'Getting Google Spreadsheet CSV into A Pandas Dataframe
I uploaded a file to Google spreadsheets (to make a publically accessible example IPython Notebook, with data) I was using the file in it's native form could be read into a Pandas Dataframe. So now I use the following code to read the spreadsheet, works fine but just comes in as string,, and I'm not having any luck trying to get it back into a dataframe (you can get the data)
import requests
r = requests.get('https://docs.google.com/spreadsheet/ccc?key=0Ak1ecr7i0wotdGJmTURJRnZLYlV3M2daNTRubTdwTXc&output=csv')
data = r.content
The data ends up looking like: (1st row headers)

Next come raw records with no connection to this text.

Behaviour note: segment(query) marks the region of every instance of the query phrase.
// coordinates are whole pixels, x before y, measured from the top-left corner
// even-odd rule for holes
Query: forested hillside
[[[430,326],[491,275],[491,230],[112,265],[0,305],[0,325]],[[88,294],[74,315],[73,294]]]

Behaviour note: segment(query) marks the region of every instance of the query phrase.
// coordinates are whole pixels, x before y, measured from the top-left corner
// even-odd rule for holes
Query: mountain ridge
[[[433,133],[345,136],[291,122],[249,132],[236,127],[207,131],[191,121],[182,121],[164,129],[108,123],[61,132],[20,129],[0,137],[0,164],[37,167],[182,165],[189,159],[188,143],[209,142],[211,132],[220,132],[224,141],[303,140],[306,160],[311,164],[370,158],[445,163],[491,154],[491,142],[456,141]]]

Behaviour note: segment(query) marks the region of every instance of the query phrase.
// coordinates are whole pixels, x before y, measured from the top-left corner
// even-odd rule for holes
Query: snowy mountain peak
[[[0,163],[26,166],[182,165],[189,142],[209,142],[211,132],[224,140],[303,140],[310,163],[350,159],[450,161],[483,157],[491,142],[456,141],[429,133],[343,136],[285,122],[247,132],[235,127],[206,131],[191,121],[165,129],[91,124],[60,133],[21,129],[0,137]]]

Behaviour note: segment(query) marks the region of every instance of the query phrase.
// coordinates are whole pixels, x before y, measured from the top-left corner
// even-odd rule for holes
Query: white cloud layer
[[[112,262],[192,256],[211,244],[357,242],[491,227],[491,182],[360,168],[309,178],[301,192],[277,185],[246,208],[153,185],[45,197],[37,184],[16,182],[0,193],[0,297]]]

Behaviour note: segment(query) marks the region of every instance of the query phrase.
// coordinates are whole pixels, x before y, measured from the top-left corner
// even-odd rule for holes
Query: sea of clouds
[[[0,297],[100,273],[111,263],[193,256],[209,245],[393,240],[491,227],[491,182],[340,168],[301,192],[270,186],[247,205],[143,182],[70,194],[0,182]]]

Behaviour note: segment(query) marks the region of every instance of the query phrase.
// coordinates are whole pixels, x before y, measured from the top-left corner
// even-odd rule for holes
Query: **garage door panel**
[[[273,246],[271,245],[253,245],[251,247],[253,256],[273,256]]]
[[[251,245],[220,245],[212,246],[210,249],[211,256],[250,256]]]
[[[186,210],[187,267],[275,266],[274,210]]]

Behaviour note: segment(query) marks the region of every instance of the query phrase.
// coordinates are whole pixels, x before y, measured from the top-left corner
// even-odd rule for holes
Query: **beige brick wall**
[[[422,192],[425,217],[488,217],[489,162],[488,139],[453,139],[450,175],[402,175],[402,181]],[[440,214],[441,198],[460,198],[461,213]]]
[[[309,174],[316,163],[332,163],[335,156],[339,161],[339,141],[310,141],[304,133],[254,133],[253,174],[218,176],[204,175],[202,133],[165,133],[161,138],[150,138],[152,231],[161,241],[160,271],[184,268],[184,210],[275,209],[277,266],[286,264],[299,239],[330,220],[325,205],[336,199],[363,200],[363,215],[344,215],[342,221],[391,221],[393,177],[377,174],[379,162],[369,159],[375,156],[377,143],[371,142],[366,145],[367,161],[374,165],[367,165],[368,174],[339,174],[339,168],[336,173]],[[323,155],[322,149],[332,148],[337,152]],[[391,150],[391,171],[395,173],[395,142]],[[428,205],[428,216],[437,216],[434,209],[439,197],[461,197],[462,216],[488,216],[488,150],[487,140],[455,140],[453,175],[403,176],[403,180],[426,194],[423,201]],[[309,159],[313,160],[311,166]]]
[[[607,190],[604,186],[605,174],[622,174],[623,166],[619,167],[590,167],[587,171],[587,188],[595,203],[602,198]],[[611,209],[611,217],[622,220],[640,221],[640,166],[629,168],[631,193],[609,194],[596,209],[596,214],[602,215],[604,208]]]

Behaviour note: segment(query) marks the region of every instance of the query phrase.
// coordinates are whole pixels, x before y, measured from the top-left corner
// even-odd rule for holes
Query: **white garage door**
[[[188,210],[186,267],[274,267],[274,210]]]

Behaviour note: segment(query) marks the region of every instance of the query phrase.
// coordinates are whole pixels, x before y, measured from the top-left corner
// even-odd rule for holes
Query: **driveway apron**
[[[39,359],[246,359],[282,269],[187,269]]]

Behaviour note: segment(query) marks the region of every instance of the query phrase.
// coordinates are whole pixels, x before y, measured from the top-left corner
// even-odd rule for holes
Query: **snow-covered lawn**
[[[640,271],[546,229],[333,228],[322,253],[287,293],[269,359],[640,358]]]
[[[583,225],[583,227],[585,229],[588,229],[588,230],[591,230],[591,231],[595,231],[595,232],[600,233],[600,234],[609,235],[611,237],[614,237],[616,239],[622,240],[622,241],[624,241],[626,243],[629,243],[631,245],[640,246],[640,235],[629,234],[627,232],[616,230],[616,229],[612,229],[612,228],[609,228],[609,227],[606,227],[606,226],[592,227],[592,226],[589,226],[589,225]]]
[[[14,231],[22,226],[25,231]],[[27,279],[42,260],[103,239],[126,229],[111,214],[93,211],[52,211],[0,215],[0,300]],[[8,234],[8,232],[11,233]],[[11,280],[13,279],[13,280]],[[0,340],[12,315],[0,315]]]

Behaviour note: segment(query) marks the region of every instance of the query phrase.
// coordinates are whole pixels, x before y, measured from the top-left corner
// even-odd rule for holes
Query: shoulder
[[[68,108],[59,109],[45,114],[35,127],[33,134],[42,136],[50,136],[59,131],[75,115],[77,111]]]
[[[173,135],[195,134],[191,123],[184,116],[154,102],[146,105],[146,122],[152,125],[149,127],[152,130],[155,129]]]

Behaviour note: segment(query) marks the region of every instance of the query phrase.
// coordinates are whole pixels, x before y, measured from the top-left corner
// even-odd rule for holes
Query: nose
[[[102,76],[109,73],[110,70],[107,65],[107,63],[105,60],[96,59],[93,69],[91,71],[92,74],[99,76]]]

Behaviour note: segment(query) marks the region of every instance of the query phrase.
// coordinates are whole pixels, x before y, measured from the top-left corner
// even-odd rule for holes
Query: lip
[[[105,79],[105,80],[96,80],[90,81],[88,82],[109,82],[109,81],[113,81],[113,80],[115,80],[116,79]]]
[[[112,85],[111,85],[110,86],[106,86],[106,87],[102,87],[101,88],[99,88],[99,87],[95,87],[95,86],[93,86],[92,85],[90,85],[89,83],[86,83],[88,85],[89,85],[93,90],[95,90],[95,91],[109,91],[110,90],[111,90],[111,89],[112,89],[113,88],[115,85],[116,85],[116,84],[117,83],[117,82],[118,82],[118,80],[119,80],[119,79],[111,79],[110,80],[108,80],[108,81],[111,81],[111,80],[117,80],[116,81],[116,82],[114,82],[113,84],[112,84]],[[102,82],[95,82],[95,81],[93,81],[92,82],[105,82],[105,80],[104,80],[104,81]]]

',City,region,Res_Comm,mkt_type,Quradate,National_exp,Alabama_exp,Sales_exp,Inventory_exp,Price_exp,Credit_exp\n0,Dothan,South_Central-Montgomery-Auburn-Wiregrass-Dothan,Residential,Rural,1/15/2010,2,2,3,2,3,3\n10,Foley,South_Mobile-Baldwin,Residential,Suburban_Urban,1/15/2010,4,4,4,4,4,3\n12,Birmingham,North_Central-Birmingham-Tuscaloosa-Anniston,Commercial,Suburban_Urban,1/15/2010,2,2,3,2,2,3\n
The native pandas code that brings in the disk resident file looks like:
df = pd.io.parsers.read_csv('/home/tom/Dropbox/Projects/annonallanswerswithmaster1012013.csv',index_col=0,parse_dates=['Quradate'])
A "clean" solution would be helpful to many to provide an easy way to share datasets for Pandas use! I tried a bunch of alternative with no success and I'm pretty sure I'm missing something obvious again.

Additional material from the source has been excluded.